Potassium is the major intracellular cation. Good sources of potassium include beans, potatoes (with skin), milk products, orange juice, tomato juice, and bananas1,2. Potassium, like sodium and chloride, is well absorbed. Greater than 85% of consumed potassium is absorbed. Potassium is primarily excreted in urine (~90%)3. As you will learn in a later section, this is an electrolyte that we should try to consume more of rather than limiting like sodium and chloride.
One way to increase intake is through potassium chloride salt, which is an alternative to sodium chloride salt as described in the article below that FDA is proposing changing its name.
Potassium is important for:
- Fluid Balance
- Nerve transmission and muscle contraction
Increased potassium intake results in decreased calcium excretion. This is the opposite effect of increased sodium intake, which increases calcium excretion1.
Potassium deficiency is rare but can be fatal.

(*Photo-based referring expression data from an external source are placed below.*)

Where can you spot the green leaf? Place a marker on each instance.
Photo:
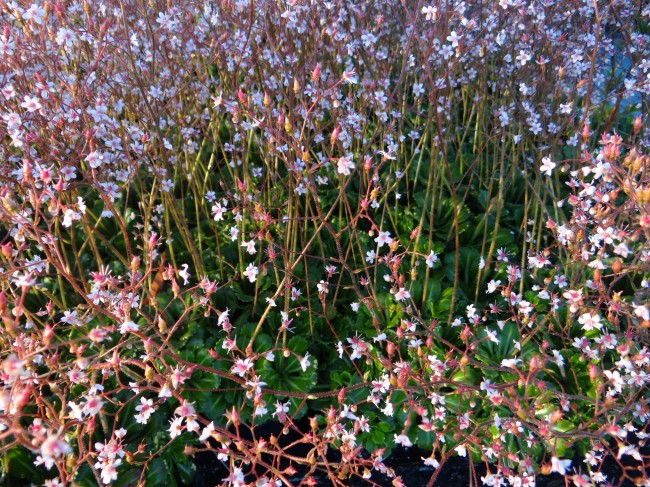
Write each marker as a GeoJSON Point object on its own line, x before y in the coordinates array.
{"type": "Point", "coordinates": [158, 474]}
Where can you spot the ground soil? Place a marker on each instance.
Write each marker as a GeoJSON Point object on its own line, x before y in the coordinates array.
{"type": "Point", "coordinates": [407, 463]}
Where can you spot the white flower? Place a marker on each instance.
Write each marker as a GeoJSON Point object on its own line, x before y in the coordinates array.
{"type": "Point", "coordinates": [251, 272]}
{"type": "Point", "coordinates": [402, 294]}
{"type": "Point", "coordinates": [344, 165]}
{"type": "Point", "coordinates": [128, 326]}
{"type": "Point", "coordinates": [383, 238]}
{"type": "Point", "coordinates": [547, 166]}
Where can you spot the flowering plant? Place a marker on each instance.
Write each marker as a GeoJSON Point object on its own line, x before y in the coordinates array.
{"type": "Point", "coordinates": [397, 222]}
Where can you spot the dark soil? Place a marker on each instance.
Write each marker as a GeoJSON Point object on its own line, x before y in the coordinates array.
{"type": "Point", "coordinates": [406, 462]}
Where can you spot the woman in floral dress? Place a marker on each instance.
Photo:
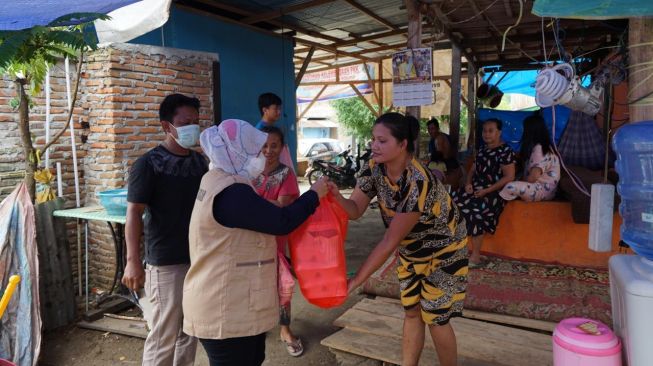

Symptoms include:
- slow reflexes
- Irregular heartbeat (can be fatal)
Deficiency can occur in individuals that are on diuretics, drugs that increase urine production, and individuals with eating disorders1.
Toxicity is also extremely rare, only occurring if there is a problem with kidney function that prevents it from being excreted normally. Symptoms of toxicity are irregular heartbeat and even cardiac arrest (likely need to be potassium provided into circulation rather than consumed in some way)1.
- Byrd-Bredbenner C, Moe G, Beshgetoor D, Berning J. (2009) Wardlaw's perspectives in nutrition. New York, NY: McGraw-Hill.
- Whitney E, Rolfes SR. (2011) Understanding nutrition. Belmont, CA: Wadsworth Cengage Learning.
- Gropper SS, Smith JL, Groff JL. (2008) Advanced nutrition and human metabolism. Belmont, CA: Wadsworth Publishing.